Is there finite number of words that each writer can produce—within each week or month or lifetime? Some writers seem prolific no matter what, but for myself, I think I have periodic limits. Last year, I worked about the same number of non-novel (meaning, paid) hours as I have this year, and yet I still managed to write a novel and a half. This year, my novel word count has tapered off drastically, and I’m even blogging less too. Why?

Last year I was mostly doing editing for a living. This year I’m mostly writing for the newspaper. Conclusion: The paper is getting my writing juice, the bulk of my words. And apparently, the supply is limited. My husband would argue that only applies to written, not spoken, output.

This is an odd predicament to be in. In many ways, the newspaper position is the perfect part-time job. All I have to do is write feature stories, which I enjoy. No other responsibilities, and a dependable pay check. It’s an easy, fun job. How can I complain?

But I need to write novels. Excuse me, I should have said, I need to write novels. It’s not about what I should be doing. It’s what I must do, if I want to be truly happy.

Meanwhile, I’m putting in more hours than usual at the paper (because they fired the Dash editor) and struggling to work on my novel every morning before work and on weekends. Blogging will continue to get the short end, and I have to make peace with that. I only have so many words.

Do other writers have this issue? Is working in non-writing fields actually better for your novels?

  1. Hello L.J.
    I just saw this post on Facebook and had to respond. I do SEO copywriting and web content creation as my “bread and butter,” while working on my most completed screenplay and novel. Honestly, I have to say, I worked more on my novel when I was an office manager at a dentist office five years ago, than I do as a freelance copywriter, who writes for a living with that type of writing, versus novels. So yes, I would agree that for me it is a challenge. And now that it’s been brought up to the surface, I’m dogged on finding solutions to this dilemma for myself. I also NEED to write novels. So I totally empathize with you, L.J.

    Good luck and happy writing, when you can! Thanks for posting…

  2. When I used to be a spaghetti cook who ate spaghetti five nights a week for three years, I didn’t eat spaghetti for the next seven years. When I worked as a video game tester for six years, I found it impossible to play video games at home. I have resisted all attempts to do technical writing at work, which I did only once for an internship many years ago. That would be the death of my writing outside of full time work.
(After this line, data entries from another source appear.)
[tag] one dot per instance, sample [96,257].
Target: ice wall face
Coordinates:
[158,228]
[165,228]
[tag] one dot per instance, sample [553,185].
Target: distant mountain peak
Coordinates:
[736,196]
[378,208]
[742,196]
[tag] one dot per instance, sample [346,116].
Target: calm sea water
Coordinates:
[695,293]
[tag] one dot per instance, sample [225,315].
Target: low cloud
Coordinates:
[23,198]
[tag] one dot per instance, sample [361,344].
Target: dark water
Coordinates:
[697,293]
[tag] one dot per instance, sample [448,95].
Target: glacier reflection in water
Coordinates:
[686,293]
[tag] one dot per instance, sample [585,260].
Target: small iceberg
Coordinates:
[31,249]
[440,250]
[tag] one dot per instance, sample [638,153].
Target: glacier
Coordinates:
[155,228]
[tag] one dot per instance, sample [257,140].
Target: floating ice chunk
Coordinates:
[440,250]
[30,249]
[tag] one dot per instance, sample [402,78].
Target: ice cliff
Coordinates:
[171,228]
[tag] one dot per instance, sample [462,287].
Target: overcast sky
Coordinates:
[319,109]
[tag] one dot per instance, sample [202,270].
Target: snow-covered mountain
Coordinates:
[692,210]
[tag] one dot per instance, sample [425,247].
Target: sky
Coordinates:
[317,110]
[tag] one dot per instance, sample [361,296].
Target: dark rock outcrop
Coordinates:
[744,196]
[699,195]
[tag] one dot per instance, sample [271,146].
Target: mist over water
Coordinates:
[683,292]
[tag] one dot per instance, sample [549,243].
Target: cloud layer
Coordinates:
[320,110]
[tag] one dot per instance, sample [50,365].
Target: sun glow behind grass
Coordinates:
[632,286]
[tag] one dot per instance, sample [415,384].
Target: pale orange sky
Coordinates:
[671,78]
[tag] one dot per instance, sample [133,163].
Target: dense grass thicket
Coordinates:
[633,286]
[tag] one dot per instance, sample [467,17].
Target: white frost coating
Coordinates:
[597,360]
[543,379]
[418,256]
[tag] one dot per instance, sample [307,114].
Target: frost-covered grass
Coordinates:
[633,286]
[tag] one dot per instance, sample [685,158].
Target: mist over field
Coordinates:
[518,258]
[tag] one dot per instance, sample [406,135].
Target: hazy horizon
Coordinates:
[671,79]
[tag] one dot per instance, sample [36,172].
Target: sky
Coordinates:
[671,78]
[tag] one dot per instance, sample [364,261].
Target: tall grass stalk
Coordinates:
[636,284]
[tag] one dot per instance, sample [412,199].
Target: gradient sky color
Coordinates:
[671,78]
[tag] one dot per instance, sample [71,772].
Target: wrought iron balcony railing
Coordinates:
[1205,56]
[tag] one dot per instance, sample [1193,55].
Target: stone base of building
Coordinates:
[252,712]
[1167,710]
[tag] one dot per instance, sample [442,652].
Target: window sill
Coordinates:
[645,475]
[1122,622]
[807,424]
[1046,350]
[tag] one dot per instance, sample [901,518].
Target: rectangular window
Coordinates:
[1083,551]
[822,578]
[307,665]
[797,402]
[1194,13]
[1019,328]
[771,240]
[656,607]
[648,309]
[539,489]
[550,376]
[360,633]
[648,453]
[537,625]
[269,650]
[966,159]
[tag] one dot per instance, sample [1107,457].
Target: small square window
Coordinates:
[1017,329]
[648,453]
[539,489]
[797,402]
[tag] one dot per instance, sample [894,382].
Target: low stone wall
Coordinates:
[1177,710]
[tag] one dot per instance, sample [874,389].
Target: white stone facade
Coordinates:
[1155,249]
    Now that I been unemployed for six months, pushing myself to do more writing is a challenge. I no longer have that one-hour lunch break to focus on writing two to five pages per day for my novel. I find ceramics easier to do than writing. 🙂

  3. I’m a full-time author; I write how-to and reference books in addition to novels. When I’m working on a nonfiction project, I write fiction in the evenings and on weekends. I do know that feeling of having run out of words at the end of a writing day, but I make myself do something on the current novel each and every day, even if it’s just reading over a couple of scenes. Usually (not always) I find I have a few more words than I thought I did.

  4. L.J. . . .

    For me, it’s time, not words. I worked for newspapers for a decade, as a reporter and photographer and later as a managing editor. Long hours, lots of writing and rewriting and editing. A lot of pleasure, as you know from your own experience. We do newspaper work for the kicks, not the money. If money were important, we’d do something else.

    During those years, I wrote for the job, not for myself. There were few hours left for me. My ideas for short stories and novels went into the bottom desk drawer. It was not until I went back to college — for graduate work — that I brought those notes out and wrote the first stories that would make it into anthologies, that I wrote my first novel.

    I’m a fast writer, highly productive. So for me, it has never been that there’s a finite number of words I can pound out in an hour, a day or a lifetime. It’s that there is a finite number of minutes, hours, and days in which to write.


  5. Wow your Tweet captured my attention! I find it a constant battle much as you describe. I’m entering the writing world late in life because I felt for so long I had to make a living — I still feel that though I try to talk myself into believing that “do what you love, the money will follow”. So I work as a marketing consultant, write copy, SEO articles for money and find my brain is tired by the time I get to what I want to write. I use two very different parts of my brain for my fiction/poetry than I do for articles and I find switching between them difficult.

    It is true that we are limited in what we can do in a day – whether it’s time or words. It’s easy to overlook that truth when we’re hammering away at the keyboard. I feel the limits of time because I’m older and feel I must make a choice if I am to write what I truly feel I was meant to write. Your blog sparked my need to make more of a commitment to what I “need” to write than what I “should” write in order to make a living.

    When you’re a writer, every minute is a choice, every word placed is a choice. Which words put to the page are most necessary for us and our world? Thanks for sparking this necessary contemplation and discussion.

  6. What thoughtful responses! “Every word is a choice” will play in my mind as I make decisions about what I do and what I write.